The prosecutor general referred 51 Morsi supporters to criminal court for allegedly killing three police officers and three others and attacking the Helwan Police Station.
The charges relate to violence that erupted on 14 August 2013 in Helwan following the bloody dispersal of the pro-Mohamed Morsi sit-in at Rabaa Al-Adaweya. The defendants, whom the prosecution referred to as “terrorists” in its Wednesday statement, face a list of charges, including committing crimes of terrorism, illegal assembly, murder, conspiracy to commit murder, vandalism, and possession of unlicensed weapons.
The prosecution accused those “following the terrorist Brotherhood” of assembling in front of the Helwan police station and opening fire on police officers and bystanders and targeting government property with Molotov cocktails, killing six and injuring more. The statement also accused the Muslim Brotherhood of planning the attack on police stations across the country upon the dispersals of Nahda Square and Rabaa Al-Adaweya “to spread chaos in the country”.
The prosecutor general’s office ordered the continued detention of 49 of the defendants who were already in preventive detention and the arrest of the remaining two charged who are not in police custody.
The dispersal of Rabaa Al-Adaweya on 14 August left hundreds dead and many Morsi supporters reacted to the bloodshed by attacking police stations and churches throughout the country.
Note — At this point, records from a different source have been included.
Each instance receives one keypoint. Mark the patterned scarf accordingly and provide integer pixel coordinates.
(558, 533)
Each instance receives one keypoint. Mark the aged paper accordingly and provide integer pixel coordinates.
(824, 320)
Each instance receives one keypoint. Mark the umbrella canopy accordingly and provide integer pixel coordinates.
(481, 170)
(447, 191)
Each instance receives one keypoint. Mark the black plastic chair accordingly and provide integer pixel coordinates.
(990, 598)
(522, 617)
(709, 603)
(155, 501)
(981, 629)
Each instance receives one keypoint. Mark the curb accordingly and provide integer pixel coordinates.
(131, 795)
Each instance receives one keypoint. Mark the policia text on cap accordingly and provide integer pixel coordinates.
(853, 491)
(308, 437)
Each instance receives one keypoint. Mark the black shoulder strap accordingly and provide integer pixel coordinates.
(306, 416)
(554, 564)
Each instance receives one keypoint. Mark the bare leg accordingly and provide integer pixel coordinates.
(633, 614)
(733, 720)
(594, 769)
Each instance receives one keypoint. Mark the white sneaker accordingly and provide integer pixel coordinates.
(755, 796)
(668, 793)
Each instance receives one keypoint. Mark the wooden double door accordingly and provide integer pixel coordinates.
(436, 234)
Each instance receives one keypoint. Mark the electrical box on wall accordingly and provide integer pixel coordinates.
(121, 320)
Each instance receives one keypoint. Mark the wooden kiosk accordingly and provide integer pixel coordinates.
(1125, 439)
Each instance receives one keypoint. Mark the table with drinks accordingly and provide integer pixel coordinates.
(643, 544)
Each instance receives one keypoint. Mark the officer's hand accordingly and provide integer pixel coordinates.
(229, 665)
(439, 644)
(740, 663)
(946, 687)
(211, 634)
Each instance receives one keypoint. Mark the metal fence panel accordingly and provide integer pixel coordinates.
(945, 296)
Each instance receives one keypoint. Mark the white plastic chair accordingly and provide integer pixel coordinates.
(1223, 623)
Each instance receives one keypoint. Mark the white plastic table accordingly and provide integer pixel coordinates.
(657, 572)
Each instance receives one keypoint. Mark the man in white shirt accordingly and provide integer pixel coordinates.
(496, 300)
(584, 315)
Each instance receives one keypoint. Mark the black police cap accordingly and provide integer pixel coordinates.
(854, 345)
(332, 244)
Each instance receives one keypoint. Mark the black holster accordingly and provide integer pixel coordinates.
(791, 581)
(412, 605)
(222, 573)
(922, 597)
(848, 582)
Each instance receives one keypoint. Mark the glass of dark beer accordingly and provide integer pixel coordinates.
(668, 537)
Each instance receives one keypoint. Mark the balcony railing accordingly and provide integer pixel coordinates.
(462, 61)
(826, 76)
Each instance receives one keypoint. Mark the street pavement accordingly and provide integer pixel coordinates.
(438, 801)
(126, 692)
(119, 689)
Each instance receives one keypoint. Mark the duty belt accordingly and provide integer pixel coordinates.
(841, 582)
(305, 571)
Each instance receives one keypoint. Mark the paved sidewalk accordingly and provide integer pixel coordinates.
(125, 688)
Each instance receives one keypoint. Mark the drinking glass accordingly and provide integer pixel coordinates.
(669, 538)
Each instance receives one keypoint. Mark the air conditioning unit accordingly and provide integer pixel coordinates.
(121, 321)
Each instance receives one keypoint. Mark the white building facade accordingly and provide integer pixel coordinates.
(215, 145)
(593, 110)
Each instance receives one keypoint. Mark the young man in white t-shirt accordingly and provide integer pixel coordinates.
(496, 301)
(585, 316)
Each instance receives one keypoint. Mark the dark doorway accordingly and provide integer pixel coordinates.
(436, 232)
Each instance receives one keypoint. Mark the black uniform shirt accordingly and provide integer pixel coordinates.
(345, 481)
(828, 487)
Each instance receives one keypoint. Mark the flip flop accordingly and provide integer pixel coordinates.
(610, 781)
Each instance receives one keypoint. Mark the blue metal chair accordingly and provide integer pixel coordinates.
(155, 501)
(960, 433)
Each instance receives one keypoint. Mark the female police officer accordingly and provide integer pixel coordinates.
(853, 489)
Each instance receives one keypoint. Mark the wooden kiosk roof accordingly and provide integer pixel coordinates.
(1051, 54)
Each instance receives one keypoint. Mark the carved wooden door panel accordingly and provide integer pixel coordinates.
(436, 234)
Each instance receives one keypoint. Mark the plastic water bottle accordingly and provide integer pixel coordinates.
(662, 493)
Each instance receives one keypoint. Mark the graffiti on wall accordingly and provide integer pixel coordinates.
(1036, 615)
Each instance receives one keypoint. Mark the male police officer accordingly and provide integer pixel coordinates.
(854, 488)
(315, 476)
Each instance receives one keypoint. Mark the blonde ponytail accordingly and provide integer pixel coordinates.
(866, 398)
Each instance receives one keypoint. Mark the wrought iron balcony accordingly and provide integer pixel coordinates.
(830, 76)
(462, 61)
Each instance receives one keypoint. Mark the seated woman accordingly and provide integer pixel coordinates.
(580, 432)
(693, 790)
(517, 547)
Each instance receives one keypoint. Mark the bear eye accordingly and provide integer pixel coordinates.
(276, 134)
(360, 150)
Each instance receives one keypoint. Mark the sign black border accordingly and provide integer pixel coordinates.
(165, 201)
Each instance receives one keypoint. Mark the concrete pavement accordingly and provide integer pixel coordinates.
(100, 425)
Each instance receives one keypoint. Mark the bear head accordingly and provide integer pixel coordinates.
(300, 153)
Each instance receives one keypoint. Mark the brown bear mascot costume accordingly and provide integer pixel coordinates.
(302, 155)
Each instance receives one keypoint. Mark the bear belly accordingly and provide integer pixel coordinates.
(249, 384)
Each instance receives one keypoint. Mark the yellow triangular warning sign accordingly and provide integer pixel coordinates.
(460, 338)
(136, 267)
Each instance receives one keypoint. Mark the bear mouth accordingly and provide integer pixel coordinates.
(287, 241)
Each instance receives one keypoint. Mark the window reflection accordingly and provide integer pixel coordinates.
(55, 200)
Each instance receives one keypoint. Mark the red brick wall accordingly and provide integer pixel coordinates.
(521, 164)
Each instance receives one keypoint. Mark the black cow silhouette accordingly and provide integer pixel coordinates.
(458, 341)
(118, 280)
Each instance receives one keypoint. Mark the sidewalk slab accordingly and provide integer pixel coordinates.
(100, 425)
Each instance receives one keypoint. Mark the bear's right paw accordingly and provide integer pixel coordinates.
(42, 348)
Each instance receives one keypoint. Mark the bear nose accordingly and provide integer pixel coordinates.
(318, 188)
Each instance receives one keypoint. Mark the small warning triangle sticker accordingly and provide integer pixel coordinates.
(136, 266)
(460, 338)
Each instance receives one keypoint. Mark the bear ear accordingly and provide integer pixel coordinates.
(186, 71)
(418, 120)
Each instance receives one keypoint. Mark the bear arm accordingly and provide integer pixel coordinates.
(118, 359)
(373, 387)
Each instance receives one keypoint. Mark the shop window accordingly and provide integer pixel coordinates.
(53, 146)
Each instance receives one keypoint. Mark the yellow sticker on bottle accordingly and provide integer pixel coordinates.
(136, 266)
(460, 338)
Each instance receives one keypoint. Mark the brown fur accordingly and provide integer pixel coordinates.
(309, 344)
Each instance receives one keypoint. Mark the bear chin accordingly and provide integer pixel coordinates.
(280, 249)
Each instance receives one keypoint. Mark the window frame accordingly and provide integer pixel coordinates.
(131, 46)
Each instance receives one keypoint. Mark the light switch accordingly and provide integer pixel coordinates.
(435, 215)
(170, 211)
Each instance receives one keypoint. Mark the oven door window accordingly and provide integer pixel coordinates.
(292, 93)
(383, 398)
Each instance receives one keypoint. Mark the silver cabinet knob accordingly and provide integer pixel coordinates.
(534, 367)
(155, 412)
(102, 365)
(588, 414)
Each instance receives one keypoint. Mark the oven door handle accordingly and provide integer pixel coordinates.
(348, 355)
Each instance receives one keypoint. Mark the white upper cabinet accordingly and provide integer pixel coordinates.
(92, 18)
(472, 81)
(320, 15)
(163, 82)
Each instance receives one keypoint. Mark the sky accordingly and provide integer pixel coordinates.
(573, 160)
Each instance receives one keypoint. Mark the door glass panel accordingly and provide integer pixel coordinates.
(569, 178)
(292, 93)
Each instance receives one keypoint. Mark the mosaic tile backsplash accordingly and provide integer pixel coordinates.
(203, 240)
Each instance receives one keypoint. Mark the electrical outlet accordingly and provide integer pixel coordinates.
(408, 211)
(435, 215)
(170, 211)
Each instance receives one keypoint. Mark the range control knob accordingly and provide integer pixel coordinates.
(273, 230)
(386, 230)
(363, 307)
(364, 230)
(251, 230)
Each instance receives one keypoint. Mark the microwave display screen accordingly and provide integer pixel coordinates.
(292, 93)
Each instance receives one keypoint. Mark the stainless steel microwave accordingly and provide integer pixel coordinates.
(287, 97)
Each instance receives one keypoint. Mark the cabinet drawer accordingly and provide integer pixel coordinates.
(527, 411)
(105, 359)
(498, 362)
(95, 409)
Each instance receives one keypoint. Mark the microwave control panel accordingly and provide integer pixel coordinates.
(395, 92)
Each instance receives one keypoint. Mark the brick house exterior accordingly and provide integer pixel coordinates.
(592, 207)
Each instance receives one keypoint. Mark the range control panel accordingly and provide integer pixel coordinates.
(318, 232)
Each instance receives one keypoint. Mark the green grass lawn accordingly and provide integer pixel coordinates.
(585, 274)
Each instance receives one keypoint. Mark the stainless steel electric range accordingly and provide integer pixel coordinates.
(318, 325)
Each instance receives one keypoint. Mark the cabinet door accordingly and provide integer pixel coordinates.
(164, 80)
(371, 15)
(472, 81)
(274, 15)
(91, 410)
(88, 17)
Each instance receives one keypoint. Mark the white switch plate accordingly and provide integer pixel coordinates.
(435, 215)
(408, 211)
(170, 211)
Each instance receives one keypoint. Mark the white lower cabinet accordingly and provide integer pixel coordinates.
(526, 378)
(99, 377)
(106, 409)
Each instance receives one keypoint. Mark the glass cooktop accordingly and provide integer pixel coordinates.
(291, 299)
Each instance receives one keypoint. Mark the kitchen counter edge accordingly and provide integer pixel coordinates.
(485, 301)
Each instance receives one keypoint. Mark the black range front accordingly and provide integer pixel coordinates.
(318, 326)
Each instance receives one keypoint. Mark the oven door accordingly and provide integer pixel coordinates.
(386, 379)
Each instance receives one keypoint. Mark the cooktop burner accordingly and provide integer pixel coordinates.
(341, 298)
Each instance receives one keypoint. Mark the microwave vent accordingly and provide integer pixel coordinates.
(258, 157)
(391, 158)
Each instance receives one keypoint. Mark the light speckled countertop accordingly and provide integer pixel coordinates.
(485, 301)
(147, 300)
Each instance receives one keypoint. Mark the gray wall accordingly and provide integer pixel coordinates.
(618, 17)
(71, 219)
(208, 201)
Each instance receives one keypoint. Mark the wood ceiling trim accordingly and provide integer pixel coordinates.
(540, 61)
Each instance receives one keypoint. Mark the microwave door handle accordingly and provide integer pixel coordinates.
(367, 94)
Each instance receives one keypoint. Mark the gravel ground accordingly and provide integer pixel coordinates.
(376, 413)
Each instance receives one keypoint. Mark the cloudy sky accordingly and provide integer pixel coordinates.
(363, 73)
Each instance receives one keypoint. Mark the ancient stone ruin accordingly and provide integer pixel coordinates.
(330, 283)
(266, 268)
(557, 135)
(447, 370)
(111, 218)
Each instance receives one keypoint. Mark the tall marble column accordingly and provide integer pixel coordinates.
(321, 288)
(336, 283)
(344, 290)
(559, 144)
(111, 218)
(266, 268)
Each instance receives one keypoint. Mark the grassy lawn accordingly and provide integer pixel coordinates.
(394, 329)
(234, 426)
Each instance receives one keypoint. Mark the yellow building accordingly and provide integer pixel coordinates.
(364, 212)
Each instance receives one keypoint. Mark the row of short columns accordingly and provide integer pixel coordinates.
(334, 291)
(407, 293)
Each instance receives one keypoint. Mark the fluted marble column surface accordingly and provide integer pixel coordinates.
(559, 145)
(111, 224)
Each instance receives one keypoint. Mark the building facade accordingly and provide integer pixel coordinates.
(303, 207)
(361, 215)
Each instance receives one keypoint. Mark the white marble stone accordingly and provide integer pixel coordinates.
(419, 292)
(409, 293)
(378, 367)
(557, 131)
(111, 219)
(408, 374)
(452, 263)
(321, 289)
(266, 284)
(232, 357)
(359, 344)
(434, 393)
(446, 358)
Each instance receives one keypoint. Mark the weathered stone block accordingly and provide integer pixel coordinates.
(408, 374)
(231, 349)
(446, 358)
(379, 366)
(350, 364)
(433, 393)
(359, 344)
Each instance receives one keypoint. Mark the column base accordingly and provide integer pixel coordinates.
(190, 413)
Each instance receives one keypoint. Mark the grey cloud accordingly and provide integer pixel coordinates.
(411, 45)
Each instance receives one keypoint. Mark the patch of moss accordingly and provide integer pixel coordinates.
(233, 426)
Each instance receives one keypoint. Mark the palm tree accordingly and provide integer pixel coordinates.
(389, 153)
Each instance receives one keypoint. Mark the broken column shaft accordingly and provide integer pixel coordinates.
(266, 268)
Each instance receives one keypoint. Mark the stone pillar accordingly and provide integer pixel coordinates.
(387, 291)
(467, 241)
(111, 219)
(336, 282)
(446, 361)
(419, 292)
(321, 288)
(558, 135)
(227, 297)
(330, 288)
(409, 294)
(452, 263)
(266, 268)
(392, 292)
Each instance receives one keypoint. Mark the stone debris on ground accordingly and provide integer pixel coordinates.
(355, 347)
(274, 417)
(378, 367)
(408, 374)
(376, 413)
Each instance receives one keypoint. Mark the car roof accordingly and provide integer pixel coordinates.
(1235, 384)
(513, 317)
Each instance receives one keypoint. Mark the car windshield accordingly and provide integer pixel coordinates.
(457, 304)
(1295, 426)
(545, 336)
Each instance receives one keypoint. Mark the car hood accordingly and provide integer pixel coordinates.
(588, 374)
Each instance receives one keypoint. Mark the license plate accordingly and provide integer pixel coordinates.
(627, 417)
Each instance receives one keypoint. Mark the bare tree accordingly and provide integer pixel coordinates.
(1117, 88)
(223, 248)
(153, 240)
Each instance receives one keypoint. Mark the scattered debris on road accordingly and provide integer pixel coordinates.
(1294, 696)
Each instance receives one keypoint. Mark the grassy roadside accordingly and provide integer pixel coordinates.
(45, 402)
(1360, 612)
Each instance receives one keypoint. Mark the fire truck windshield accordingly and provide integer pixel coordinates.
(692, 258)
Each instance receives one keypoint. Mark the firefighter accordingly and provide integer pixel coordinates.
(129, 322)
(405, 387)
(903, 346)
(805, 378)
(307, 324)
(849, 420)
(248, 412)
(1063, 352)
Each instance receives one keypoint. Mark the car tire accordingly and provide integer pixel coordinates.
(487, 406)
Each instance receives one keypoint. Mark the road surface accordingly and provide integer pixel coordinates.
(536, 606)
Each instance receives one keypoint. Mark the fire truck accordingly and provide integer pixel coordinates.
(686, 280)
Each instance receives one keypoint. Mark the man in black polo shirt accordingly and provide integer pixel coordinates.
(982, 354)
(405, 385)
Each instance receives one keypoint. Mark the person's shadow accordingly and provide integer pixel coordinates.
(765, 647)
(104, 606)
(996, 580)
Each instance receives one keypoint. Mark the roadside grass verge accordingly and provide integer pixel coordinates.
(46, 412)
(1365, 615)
Earlier this month Muslim Brotherhood Secretary General Mahmoud Hussein asserted that the group’s activities are “based on absolute peacefulness and the renunciation of violence in all of its forms”, dismissing the ongoing crackdown on the group as part of the “security attack waged by the military coup’s authority”, also pointing to a “media campaign that aims to demonise the group” and associate it with false accusations.